同时训练多个tensorflow模型

如何解决同时训练多个tensorflow模型

对于多智能体 RL 问题，我同时训练多个模型。目前我的结构如下：

class testmodel(tf.keras.Model):
    def __init__(self):
        super().__init__()
        self.l1 = tf.keras.layers.Dense(20)
        self.l2 = tf.keras.layers.Dense(20)
        self.l3 = tf.keras.layers.Dense(2,activation = "softmax")

    def call(self,x):
        y = self.l1(x)
        y = self.l2(y)
        y = self.l3(y)
        return y

class MARL():
    def __init__(self,nAgents,input_shape):
        self.nAgents = nAgents
        self.list_of_actors = list()
        self.list_of_optimizers = list()
        for agent in range(nAgents):
            self.list_of_actors.append(testmodel())
            self.list_of_optimizers.append(tf.keras.optimizers.Adam(learning_rate = 0.001))
            self.list_of_actors[agent].build(input_shape = input_shape)

    @tf.function
    def learn_for_loop(self):
        x = np.random.random_sample((20,)).tolist()
        x = tf.expand_dims(x,0)

        for agent in range(self.nAgents):
            with tf.GradientTape() as g:

                y_hat = self.list_of_actors[agent](x)
                loss = y_hat - tf.constant([0.,0])

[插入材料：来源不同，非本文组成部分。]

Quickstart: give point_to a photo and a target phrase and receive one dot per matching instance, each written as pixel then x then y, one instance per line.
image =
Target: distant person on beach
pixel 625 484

            grads = g.gradient(loss,self.list_of_actors[agent].trainable_variables)
            self.list_of_optimizers[agent].apply_gradients(zip(grads,self.list_of_actors[agent].trainable_variables))

    @tf.function
    def learn_tf_loop(self):

        def body(i,x):
            with tf.GradientTape() as g:

                y_hat = self.list_of_actors[i](x) ### throws error a)
                loss = y_hat - tf.constant([0.,self.list_of_actors[i].trainable_variables)
            self.list_of_optimizers[agent].apply_gradients(zip(grads,self.list_of_actors[agent].trainable_variables)) ### throws error b)

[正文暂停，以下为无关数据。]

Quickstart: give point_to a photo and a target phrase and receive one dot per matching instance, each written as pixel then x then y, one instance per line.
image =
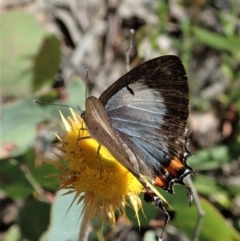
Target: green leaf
pixel 214 226
pixel 217 41
pixel 13 180
pixel 29 55
pixel 213 158
pixel 33 219
pixel 19 120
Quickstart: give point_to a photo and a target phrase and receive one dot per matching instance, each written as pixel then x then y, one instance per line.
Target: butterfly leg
pixel 192 194
pixel 150 196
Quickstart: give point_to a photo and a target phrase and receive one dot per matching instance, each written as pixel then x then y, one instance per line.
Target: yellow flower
pixel 97 178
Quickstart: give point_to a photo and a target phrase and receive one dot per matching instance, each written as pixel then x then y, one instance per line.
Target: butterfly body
pixel 141 119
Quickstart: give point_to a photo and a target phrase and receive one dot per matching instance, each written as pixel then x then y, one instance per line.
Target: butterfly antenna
pixel 87 82
pixel 201 213
pixel 44 103
pixel 128 51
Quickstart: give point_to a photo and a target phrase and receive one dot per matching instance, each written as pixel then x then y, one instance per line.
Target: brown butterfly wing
pixel 149 107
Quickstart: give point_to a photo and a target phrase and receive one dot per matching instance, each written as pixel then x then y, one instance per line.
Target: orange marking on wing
pixel 160 182
pixel 174 166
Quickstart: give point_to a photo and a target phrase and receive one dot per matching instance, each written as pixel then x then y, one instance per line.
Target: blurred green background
pixel 46 48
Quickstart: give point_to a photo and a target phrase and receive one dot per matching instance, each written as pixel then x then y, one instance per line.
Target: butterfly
pixel 142 120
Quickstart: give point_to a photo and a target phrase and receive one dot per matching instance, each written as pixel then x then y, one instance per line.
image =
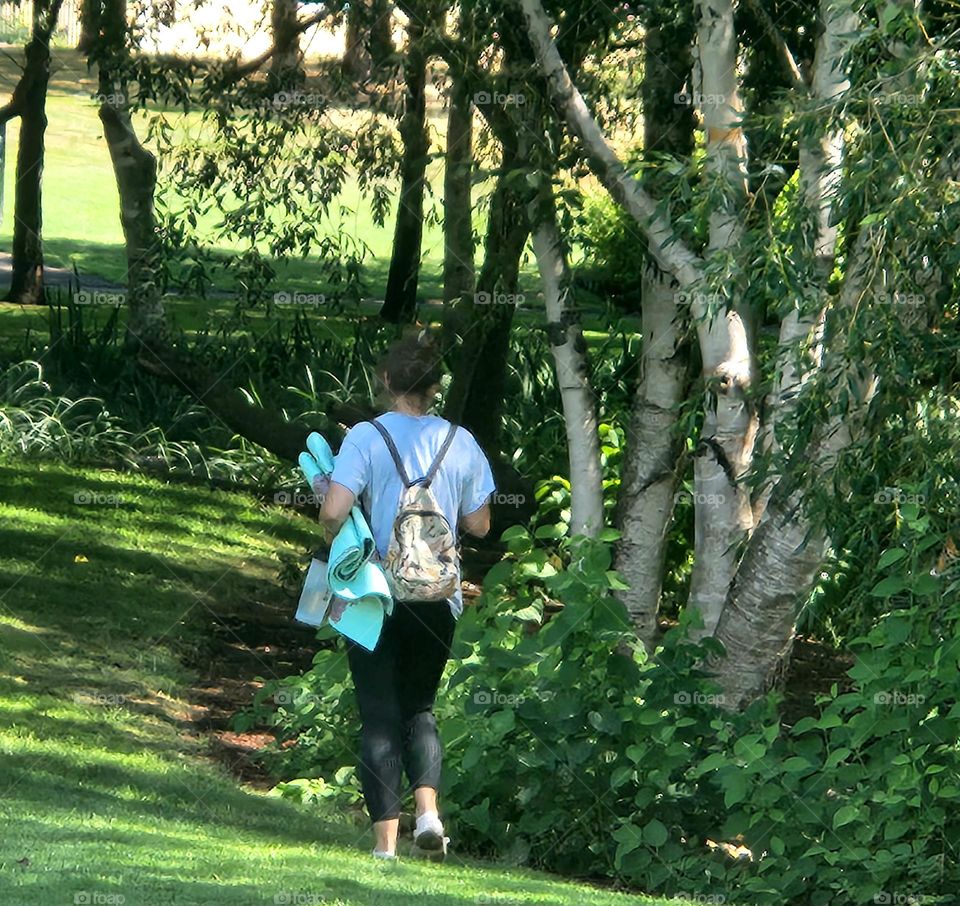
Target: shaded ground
pixel 257 637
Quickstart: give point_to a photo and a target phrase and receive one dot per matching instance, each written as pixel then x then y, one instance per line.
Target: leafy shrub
pixel 567 749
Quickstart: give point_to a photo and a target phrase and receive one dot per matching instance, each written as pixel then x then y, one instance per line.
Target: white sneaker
pixel 428 836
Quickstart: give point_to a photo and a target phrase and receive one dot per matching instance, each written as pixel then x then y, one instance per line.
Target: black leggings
pixel 396 685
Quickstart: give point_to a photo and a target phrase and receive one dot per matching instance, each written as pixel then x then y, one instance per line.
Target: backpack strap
pixel 432 473
pixel 394 453
pixel 398 462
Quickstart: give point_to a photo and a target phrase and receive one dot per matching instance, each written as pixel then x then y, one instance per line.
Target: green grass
pixel 81 220
pixel 102 794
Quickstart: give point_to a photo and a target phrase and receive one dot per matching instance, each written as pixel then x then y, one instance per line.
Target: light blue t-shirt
pixel 364 465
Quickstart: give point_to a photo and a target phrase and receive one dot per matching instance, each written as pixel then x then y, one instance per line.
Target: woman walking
pixel 396 683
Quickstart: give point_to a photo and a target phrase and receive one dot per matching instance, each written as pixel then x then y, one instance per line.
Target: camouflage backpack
pixel 422 562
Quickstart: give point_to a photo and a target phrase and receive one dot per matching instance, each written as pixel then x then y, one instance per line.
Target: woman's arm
pixel 477 523
pixel 336 507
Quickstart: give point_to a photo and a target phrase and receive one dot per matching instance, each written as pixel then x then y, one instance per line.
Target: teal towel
pixel 352 575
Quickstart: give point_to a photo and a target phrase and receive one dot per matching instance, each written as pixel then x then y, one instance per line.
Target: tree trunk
pixel 570 358
pixel 354 64
pixel 458 264
pixel 650 468
pixel 400 301
pixel 785 552
pixel 381 34
pixel 722 506
pixel 671 253
pixel 286 65
pixel 89 25
pixel 26 285
pixel 478 329
pixel 820 158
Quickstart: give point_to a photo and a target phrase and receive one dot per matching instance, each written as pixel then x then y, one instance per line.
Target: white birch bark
pixel 820 158
pixel 724 517
pixel 785 552
pixel 569 356
pixel 649 478
pixel 671 253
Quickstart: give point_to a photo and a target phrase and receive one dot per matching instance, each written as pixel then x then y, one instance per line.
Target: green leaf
pixel 735 789
pixel 892 585
pixel 844 815
pixel 655 833
pixel 502 722
pixel 891 556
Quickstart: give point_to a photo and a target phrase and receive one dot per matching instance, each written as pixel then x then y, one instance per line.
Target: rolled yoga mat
pixel 351 575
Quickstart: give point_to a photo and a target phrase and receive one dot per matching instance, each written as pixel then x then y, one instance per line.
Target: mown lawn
pixel 81 219
pixel 106 582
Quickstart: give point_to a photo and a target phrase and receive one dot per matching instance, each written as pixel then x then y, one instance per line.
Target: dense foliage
pixel 565 748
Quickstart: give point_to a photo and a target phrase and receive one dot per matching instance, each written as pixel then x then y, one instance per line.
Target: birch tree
pixel 757 547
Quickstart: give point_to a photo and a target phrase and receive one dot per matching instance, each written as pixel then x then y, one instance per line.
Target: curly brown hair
pixel 412 366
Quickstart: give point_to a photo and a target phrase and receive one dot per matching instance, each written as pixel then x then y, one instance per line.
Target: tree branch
pixel 671 253
pixel 784 54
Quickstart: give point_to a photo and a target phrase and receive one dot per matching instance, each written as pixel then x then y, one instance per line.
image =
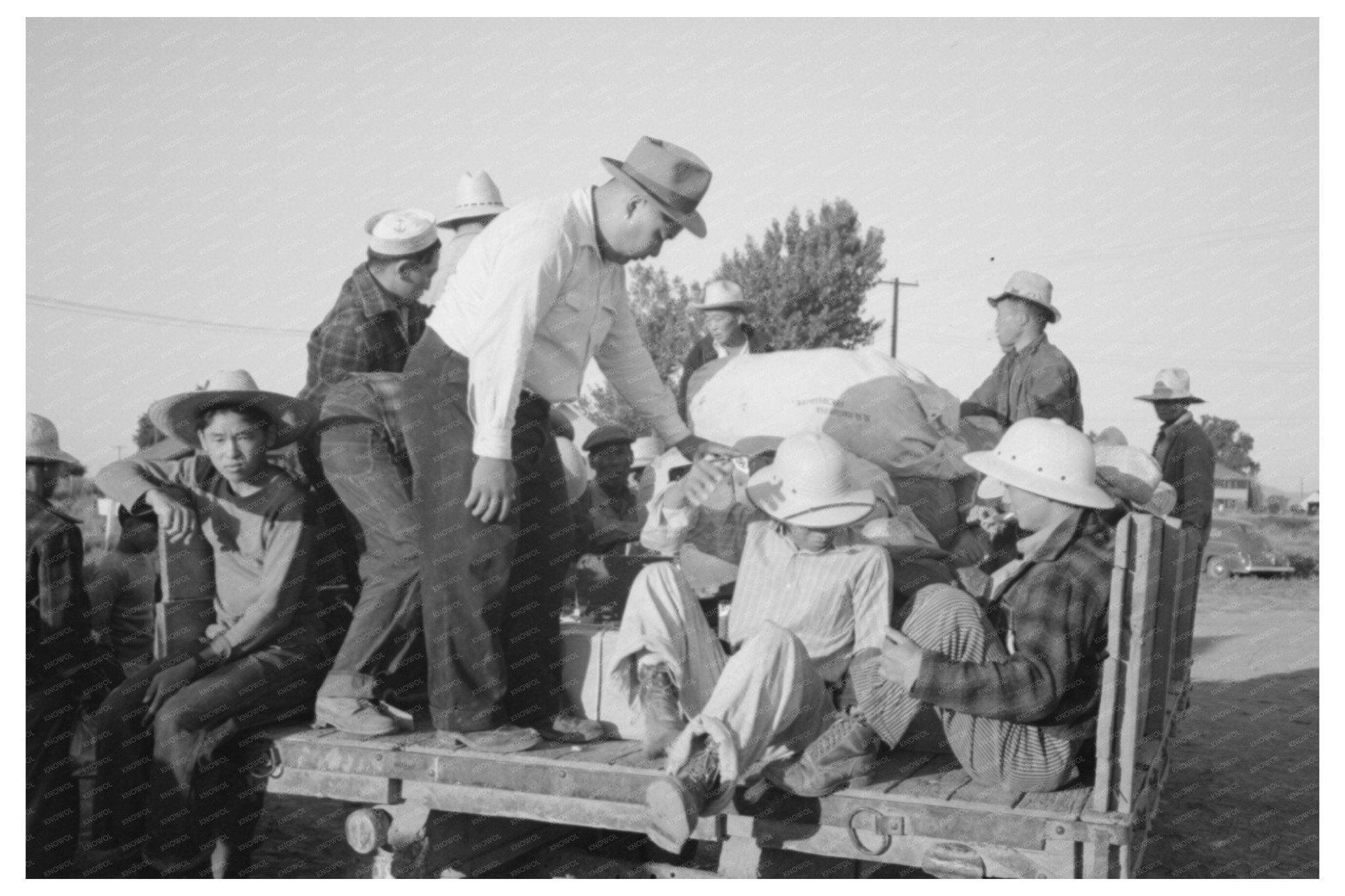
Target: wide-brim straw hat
pixel 1029 288
pixel 477 196
pixel 1046 457
pixel 674 178
pixel 179 416
pixel 1172 385
pixel 721 296
pixel 43 442
pixel 808 485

            return (tf.add(i,1),x)

        def condition(i,x):
            return tf.less(i,self.nAgents)

        i = tf.constant(0)
        x = np.random.random_sample((20,0)

        r = tf.while_loop(condition,body,(i,x))

如果我现在比较 cpu 上的运行时间，我会得到以下结果：

test_instance = MARL(10,(1,20))

tic = time.time()   
for _ in range(100):
    test_instance.learn_for_loop()
print(time.time() - tic)
# without @tf.function: ~ 7s
# with @tf.function: ~ 3.5s # cut runtime by half,GREAT

tic = time.time()   
for _ in range(100):
    test_instance.learn_tf_loop()
print(time.time() - tic)
# without @tf.function: ~ 7s
# with @tf.function: super problematic

根据我的理解，张量流越多的“learn_tf_loop”应该比“learn_for_loop”快，尤其是对于较大的模型和使用 GPU 时。我希望这些效果会变得明显，尤其是使用 tf.function 装饰器。不幸的是，这会导致错误，例如 a)“类型错误：列表索引必须是整数或切片，而不是张量”和 b)“ValueError：tf.function-decorated 函数试图在非第一次调用时创建变量。”这些错误已分别在 a) Select an item from a list of object of any type when using tensorflow 2.x 和 b) https://github.com/tensorflow/tensorflow/issues/27120 处处理，但不幸的是，我无法使这些解决方案起作用，因为我 a) 在调用它们时需要向我的模型提供输入和b) 不想为我的 n 个代理创建 n 个单独的函数。如何使“learn_tf_loop”与 tf.function 装饰器一起工作？我认为归结为以下两个问题：

tl;博士：

如何以一种方式存储模型，使它们仍然可以在图形模式下使用张量访问？
如何在图形模式下同时训练多个模型？